Final Project

I’ll be keeping track of the production of each project using this spreadsheet and adding milestones on this page so save them on your bookmarks.

1. Proposal – Monday November 2nd

Submit a proposal including:

Title or Working Title

Description one paragraph elevator pitch, the description you’d put on a distribution channel, something that characterizes it as unique.

Art/Research statement what are you trying to do with this project? What are the experimental elements? What’s the emotional response you are trying to solicit? What are you own parameters for success?

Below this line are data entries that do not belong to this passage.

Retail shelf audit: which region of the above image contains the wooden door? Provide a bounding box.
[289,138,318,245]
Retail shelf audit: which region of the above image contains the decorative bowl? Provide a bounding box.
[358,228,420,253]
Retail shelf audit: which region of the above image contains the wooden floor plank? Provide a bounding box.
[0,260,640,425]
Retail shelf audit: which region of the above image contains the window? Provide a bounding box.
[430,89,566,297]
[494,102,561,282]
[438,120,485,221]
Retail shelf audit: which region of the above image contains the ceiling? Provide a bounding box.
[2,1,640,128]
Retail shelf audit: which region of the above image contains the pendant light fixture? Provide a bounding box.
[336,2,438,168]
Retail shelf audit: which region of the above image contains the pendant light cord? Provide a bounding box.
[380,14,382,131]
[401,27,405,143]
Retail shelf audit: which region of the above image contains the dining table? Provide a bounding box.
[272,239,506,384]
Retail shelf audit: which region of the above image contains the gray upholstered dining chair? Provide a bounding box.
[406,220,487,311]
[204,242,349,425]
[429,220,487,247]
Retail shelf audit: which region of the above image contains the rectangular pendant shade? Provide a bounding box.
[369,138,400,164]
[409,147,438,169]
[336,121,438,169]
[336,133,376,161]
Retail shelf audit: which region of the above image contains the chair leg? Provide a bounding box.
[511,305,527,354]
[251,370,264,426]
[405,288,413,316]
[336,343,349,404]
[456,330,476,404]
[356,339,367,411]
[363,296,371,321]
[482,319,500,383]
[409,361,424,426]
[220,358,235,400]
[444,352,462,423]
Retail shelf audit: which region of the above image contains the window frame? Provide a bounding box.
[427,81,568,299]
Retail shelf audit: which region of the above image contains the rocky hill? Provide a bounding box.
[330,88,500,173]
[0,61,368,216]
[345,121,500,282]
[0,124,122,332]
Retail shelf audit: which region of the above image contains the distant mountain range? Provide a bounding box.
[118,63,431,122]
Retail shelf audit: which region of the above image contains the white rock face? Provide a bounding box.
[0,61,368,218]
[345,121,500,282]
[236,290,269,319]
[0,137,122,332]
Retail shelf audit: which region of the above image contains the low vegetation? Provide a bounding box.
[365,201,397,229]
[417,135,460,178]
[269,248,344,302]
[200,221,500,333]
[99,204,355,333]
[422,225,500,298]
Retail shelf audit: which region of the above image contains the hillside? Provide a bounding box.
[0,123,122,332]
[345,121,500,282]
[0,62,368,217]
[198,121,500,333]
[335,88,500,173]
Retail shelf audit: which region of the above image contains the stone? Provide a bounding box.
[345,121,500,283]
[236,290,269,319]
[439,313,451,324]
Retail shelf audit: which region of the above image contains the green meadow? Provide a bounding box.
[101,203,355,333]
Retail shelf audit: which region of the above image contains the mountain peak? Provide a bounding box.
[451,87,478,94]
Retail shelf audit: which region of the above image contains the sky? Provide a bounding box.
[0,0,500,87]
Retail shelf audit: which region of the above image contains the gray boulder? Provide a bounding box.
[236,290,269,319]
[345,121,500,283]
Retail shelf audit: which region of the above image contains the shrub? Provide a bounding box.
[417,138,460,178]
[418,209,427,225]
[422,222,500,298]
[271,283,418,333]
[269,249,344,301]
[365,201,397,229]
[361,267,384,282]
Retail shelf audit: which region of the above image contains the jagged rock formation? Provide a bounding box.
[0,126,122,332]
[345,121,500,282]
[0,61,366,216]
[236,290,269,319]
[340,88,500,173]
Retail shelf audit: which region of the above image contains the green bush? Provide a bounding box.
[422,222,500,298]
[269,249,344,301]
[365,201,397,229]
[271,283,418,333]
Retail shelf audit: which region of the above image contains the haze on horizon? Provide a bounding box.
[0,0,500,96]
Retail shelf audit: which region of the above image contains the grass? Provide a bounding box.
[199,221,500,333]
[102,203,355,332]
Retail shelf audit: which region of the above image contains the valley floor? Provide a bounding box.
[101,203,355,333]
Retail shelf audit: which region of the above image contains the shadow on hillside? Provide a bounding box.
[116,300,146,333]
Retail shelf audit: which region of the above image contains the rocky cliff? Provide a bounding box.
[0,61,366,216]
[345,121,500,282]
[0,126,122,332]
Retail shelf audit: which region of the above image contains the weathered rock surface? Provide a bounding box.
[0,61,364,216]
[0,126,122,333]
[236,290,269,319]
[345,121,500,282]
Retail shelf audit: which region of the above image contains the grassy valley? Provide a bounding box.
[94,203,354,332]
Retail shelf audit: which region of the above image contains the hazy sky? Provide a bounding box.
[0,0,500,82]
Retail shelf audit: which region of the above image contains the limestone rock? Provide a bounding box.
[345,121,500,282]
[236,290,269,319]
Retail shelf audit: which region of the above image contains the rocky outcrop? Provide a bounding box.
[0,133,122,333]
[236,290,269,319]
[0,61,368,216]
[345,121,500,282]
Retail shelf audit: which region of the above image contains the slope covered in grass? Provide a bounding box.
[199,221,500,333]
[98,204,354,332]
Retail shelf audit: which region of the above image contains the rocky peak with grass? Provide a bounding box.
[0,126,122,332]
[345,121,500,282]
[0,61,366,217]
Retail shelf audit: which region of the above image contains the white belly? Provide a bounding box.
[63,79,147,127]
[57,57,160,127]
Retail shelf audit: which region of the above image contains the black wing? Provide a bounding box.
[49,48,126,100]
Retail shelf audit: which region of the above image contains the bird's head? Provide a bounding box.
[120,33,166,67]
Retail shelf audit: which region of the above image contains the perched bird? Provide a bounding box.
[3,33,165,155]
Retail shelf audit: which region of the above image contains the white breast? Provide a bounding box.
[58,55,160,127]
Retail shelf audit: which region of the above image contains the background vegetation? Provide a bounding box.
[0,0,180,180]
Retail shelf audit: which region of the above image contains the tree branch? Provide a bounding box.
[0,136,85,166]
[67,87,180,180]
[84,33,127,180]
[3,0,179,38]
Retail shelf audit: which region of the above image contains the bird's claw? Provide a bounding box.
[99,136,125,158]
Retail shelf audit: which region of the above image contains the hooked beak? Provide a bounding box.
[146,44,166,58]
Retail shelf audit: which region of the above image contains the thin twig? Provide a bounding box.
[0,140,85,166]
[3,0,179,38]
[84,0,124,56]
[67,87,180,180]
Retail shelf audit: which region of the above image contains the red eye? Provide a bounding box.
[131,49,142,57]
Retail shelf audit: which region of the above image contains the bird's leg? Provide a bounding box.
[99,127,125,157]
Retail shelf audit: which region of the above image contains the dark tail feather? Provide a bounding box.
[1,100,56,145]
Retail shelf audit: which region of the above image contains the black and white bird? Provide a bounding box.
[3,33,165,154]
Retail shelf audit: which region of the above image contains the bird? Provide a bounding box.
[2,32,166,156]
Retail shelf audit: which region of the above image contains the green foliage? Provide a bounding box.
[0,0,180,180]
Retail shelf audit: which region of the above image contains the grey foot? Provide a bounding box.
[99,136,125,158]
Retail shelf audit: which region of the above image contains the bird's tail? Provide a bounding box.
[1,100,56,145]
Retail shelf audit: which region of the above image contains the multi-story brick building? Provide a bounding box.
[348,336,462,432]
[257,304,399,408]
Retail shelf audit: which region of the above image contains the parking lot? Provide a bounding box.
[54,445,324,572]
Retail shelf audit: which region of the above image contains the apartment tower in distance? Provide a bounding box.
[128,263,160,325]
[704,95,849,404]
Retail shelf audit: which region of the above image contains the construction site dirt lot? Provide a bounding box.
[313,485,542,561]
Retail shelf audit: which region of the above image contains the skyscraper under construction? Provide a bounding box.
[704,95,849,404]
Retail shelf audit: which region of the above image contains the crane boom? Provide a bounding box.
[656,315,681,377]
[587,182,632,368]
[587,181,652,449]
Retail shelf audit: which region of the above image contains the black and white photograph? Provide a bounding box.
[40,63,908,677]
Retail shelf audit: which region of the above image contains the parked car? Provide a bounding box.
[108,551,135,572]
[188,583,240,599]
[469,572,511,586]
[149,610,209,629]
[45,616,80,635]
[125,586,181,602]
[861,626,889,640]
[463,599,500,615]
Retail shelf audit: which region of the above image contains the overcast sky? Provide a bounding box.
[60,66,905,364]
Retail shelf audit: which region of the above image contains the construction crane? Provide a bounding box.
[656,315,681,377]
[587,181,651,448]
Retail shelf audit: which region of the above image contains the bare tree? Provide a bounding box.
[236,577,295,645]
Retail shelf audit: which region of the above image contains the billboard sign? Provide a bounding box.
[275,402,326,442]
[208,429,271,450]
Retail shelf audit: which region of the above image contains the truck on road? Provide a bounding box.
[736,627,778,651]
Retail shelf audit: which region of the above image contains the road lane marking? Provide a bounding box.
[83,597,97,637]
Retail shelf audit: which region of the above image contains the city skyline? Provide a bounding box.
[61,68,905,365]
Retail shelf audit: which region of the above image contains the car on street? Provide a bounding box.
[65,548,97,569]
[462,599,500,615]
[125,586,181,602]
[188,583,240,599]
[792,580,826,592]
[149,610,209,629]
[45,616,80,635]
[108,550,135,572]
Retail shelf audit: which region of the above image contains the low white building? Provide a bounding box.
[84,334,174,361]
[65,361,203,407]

Mock Screenshot an image representing the style and the mood you are trying to achieve.
Here are some exploratory concepts for an upcoming game. This is how the game is looking now

3 Game references that are direct inspirations or have something in particular to teach you

3 Non-Game References that are direct inspirations or have something in particular to teach you

2. Prototype – Wednesday November 11th

A playable proof of concept. If 3D, use placeholder assets and primitives.
A prototype is meant to explore the basic gameplay, test the possibilities of the concept, its potentials and possible pitfalls. Typically it’s something you throw away when you start developing the actual game (in our case it probably won’t).

If your game is text/language heavy or has branching choices prototype it in Twine or on paper first.
If your game relies on environmental storytelling make a top down “level” design on paper first.
If your game involves puzzles describe them on paper first (illustrations, list of tasks, flowchart etc).

Check Journey’s prototypes here

How to Prototype a Game in Under 7 Days
How to Game Jam
The Door Problem (how game design works in a big company)

3. Mood board / Audio and Visual Style guides – Monday November 16th

A mood board is a collection of images from any media (not only videogames!) that together create an overall idea of the art direction for the project.
Similarly, the audio mood board collects music and samples from any type of source (not only videogames!).
Gradually the mood board should become a style guide which defines the visual language of the game and sets guidelines for consistency: color palette, view, interface design.


A fully developed character guide

4. Production document – Monday November 16th

Prepare a simple spreadsheet showing what you are planning to implement week by week from now to December 11. Your project will be evaluated according to these these agreed goals.
Make it on Gdocs and share it with me (paolo.pedercini at- gmail).

5. Alpha – Monday November 23th

The Alpha is a version of the game that contains 100% of the basic features, the game interaction and logic. It typically doesn’t have polished graphics and sounds nor all the “levels” but it should be possible to play it and have a clear sense of the final game experience.

6. Beta – Wednesday December 9th

The Beta version of a game is basically the finished game, except for visual and audio fixes and polishing, tuning, and technical debugging. The following week before the presentation (release) should be devoted to playtesting.